Being nice to Bees: Moving Problematic Nests

Before reaching for that can of bugspray or calling the exterminator when you discover a nest of bees in your yard, consider being nice to the bees!  It is widely known that honeybees have dramatically declined in numbers for somewhat mysterious reasons to the point that agricultural production has been threatened.  It is less well known that bumble bees are also endangered and that they are also important agricultural polinators.

When bees build a nest some place which is problematic, beekeepers can safely remove them and find a new home for them.  This summer when bumble bees built their nest in my worm bin, it was problematic for me.  Bumble bees are not aggressive — except when defending their nest.  Each time I opened the worm bin lid to use it, they became aggressive!  It became impossible for me to use the worm bin.  My worms were starving and I couldn’t  compost!  I called for help from Jerry the Bee Guy.

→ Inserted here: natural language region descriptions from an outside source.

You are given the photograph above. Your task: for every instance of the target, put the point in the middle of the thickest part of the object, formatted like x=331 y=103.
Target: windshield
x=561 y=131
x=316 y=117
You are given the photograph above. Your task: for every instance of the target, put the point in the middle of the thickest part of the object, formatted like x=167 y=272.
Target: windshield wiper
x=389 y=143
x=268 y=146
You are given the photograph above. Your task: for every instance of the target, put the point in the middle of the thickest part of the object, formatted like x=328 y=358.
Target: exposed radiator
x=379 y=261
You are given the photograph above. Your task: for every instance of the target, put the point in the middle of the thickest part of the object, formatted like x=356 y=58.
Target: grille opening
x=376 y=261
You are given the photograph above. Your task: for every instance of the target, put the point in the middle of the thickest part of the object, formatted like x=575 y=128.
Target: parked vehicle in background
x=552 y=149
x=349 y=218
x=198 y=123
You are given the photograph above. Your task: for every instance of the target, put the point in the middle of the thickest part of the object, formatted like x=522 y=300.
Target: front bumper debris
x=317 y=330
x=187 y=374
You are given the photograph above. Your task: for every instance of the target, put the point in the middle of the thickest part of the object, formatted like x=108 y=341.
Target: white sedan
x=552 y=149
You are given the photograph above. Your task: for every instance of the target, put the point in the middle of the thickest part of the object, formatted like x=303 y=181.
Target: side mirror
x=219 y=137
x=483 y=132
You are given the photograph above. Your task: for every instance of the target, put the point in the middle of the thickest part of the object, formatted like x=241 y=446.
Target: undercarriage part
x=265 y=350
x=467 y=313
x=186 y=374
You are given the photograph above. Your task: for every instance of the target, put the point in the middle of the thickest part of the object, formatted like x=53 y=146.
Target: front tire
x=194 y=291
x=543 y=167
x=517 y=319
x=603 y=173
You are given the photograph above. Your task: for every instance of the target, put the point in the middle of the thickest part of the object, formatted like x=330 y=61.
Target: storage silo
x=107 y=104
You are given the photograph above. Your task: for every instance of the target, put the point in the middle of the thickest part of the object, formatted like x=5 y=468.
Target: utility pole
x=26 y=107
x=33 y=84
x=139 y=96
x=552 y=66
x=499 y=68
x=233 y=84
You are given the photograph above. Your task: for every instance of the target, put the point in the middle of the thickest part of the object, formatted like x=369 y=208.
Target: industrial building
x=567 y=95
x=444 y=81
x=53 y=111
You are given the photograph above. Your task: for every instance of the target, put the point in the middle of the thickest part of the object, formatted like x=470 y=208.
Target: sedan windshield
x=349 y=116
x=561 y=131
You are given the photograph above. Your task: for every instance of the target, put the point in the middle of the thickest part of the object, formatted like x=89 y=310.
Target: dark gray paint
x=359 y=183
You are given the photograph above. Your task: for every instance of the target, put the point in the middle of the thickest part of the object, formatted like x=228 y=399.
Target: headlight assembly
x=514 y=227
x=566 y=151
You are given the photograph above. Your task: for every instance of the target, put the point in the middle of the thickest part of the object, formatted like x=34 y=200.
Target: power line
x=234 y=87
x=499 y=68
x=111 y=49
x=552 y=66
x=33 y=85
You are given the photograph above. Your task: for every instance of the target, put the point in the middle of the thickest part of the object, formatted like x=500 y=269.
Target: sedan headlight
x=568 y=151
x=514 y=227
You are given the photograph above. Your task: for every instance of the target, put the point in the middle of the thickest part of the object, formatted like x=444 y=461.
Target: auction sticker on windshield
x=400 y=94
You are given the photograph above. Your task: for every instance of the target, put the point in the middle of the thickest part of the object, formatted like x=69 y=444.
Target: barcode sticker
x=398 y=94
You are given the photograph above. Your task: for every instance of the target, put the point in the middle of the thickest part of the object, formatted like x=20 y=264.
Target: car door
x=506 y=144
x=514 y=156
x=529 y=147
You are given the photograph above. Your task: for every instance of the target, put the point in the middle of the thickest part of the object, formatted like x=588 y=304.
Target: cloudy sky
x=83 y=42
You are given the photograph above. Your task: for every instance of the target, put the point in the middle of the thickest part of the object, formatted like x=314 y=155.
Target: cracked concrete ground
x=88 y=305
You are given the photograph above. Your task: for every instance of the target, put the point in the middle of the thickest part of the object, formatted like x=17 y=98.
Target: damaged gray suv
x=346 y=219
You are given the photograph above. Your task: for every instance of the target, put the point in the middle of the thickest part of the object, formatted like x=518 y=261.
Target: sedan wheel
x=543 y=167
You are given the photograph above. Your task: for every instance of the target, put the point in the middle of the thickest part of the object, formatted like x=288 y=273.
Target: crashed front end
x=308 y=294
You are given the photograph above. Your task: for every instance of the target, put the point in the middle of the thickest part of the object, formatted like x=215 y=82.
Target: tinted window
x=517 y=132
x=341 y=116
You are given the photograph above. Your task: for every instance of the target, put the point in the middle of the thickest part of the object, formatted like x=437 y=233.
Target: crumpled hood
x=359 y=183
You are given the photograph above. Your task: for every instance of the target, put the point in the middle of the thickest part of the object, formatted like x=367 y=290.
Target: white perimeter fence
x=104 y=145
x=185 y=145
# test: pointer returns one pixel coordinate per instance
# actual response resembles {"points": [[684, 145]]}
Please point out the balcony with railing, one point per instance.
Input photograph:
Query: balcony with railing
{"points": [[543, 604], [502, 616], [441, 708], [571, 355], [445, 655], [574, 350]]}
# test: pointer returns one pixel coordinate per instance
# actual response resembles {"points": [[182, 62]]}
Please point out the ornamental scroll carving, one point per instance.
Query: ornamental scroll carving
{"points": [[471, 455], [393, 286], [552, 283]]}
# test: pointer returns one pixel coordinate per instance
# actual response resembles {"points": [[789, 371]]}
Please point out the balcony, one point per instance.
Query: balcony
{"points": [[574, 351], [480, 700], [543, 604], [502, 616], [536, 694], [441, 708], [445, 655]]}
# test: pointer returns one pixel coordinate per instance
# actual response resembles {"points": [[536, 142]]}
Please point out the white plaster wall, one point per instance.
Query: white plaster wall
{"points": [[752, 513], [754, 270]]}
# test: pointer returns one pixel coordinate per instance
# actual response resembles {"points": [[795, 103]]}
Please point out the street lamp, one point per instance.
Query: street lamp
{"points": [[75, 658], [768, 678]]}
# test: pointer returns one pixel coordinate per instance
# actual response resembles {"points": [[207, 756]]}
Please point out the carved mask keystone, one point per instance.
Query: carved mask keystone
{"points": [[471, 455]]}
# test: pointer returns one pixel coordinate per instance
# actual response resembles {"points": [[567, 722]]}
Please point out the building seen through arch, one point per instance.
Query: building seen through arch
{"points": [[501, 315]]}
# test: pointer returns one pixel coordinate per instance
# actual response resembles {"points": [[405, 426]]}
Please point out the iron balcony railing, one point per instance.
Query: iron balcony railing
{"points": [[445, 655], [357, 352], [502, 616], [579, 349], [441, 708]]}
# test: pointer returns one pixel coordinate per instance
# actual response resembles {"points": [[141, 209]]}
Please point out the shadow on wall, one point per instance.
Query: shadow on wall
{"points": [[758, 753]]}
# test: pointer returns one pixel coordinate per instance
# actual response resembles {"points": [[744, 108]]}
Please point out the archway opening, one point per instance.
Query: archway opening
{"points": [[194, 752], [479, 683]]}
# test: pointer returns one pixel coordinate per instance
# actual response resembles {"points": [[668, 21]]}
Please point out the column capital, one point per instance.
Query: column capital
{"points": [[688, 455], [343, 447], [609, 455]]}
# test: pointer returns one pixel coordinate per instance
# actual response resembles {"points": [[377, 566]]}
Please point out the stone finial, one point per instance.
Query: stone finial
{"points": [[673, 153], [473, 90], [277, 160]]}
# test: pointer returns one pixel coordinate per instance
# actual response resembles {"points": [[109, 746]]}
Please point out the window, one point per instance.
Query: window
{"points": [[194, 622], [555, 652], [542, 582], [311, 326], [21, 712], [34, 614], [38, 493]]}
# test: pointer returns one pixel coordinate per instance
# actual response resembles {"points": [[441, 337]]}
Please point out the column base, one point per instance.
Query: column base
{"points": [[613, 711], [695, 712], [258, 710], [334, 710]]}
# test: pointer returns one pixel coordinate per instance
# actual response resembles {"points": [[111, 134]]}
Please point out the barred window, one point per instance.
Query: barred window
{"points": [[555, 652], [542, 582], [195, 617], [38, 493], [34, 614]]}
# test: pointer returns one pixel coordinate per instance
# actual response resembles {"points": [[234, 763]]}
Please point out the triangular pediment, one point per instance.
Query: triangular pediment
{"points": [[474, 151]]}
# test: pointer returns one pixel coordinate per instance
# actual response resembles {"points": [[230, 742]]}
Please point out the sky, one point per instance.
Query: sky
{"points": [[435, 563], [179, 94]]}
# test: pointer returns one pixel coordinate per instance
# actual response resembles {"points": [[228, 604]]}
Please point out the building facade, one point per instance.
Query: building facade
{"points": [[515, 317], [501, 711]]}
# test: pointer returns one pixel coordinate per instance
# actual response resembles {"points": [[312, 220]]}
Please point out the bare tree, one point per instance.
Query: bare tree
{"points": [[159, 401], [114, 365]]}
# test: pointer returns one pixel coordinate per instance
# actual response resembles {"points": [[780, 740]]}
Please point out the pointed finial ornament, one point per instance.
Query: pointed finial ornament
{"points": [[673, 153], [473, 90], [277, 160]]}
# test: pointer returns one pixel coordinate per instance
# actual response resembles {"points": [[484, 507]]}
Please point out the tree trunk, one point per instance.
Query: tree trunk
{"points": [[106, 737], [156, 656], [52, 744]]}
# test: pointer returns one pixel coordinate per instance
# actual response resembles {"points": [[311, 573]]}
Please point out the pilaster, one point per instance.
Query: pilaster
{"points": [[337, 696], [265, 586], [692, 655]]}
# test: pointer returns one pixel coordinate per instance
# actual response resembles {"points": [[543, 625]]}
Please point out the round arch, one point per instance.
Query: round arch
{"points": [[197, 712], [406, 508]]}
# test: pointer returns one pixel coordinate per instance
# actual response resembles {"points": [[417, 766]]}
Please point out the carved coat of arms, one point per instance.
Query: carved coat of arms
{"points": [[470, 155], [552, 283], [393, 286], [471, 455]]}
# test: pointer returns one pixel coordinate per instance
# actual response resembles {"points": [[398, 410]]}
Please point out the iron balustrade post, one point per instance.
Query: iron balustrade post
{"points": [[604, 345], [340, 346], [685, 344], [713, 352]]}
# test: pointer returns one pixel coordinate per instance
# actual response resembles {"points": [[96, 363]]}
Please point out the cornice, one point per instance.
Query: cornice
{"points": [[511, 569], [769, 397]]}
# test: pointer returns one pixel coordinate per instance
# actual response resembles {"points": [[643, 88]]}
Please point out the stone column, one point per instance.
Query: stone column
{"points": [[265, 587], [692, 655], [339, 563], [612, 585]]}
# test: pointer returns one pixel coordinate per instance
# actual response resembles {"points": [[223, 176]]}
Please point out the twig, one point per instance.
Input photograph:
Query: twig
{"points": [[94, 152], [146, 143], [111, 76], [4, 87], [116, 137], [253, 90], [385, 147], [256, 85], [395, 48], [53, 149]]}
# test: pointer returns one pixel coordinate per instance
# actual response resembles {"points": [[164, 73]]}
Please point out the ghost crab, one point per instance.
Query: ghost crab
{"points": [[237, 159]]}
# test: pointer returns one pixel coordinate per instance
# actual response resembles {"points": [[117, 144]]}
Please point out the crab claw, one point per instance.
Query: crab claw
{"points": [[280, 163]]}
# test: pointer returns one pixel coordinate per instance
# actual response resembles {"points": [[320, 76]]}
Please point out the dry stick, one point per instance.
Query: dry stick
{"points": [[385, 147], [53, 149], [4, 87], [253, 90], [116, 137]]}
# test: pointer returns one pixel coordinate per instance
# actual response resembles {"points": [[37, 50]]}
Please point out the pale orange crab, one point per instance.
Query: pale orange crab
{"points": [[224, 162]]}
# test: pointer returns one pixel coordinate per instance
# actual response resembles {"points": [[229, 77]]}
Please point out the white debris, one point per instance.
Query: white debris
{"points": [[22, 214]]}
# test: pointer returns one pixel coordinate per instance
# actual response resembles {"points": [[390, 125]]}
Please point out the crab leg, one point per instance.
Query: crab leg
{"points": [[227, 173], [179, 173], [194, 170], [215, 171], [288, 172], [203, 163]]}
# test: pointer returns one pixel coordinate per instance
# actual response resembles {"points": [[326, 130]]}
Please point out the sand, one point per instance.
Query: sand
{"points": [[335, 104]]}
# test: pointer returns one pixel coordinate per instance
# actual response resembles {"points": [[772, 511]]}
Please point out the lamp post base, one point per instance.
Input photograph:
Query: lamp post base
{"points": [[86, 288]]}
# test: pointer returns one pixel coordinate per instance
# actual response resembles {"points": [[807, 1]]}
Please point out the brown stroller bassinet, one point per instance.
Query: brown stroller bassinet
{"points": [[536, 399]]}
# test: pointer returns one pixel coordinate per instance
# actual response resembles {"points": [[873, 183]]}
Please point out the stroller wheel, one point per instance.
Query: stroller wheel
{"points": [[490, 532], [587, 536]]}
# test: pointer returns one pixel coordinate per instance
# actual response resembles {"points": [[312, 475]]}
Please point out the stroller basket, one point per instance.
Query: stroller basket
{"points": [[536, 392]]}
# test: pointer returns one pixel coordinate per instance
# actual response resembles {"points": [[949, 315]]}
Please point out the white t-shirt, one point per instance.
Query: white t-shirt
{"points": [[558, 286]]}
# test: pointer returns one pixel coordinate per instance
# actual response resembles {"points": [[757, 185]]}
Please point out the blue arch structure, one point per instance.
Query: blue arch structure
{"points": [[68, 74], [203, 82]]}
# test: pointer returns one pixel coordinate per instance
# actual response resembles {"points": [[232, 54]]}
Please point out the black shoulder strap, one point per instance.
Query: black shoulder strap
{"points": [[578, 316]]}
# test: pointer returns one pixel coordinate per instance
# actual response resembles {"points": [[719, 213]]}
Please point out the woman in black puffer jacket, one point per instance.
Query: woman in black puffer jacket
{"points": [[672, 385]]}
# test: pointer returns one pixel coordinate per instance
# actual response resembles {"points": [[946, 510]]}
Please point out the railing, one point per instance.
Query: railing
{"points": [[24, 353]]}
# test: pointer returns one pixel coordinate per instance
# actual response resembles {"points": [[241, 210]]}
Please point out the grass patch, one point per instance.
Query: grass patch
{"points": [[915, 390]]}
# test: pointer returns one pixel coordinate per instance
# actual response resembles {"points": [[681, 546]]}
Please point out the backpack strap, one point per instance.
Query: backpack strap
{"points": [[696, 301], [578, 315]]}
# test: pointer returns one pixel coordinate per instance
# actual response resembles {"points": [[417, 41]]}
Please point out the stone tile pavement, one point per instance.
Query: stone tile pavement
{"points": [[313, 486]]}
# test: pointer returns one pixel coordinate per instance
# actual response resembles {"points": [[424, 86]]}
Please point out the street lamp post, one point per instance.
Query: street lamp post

Bee removal expert ready to get to work!

Bee removal expert ready to get to work!

This bee expert captured one of the worm bin bumbles and determined this was Bombus Californicus — the California Bumble Bee, which is common throughout the west coast from California to British Columbia.

Bombus Californicus

Identifying bumble bees as Bombus Californicus

He scooped the honey-filled wax nest out of the worm bin bedding and put it in a plastic bucket with a lid.  Some of the bumble bees came along with it.  Then he used his insect net to catch the bees flying around.  He also captured bees with his special bee vacuum he created from a shop-vac, a plastic water jug, and flexible hose.   In total he captured about 30 bumble bees, including several large queen bees.

Bee Vacuum

Vaccuming up stray bumble bees

He’ll set them up in a new nest location several miles away, so they won’t come back here!  The queens he captured will hibernate this winter and then fly away in the spring to start new bumble bee nests.  Here’s wishing those queen bees good choice of nest sites and a productive season next summer!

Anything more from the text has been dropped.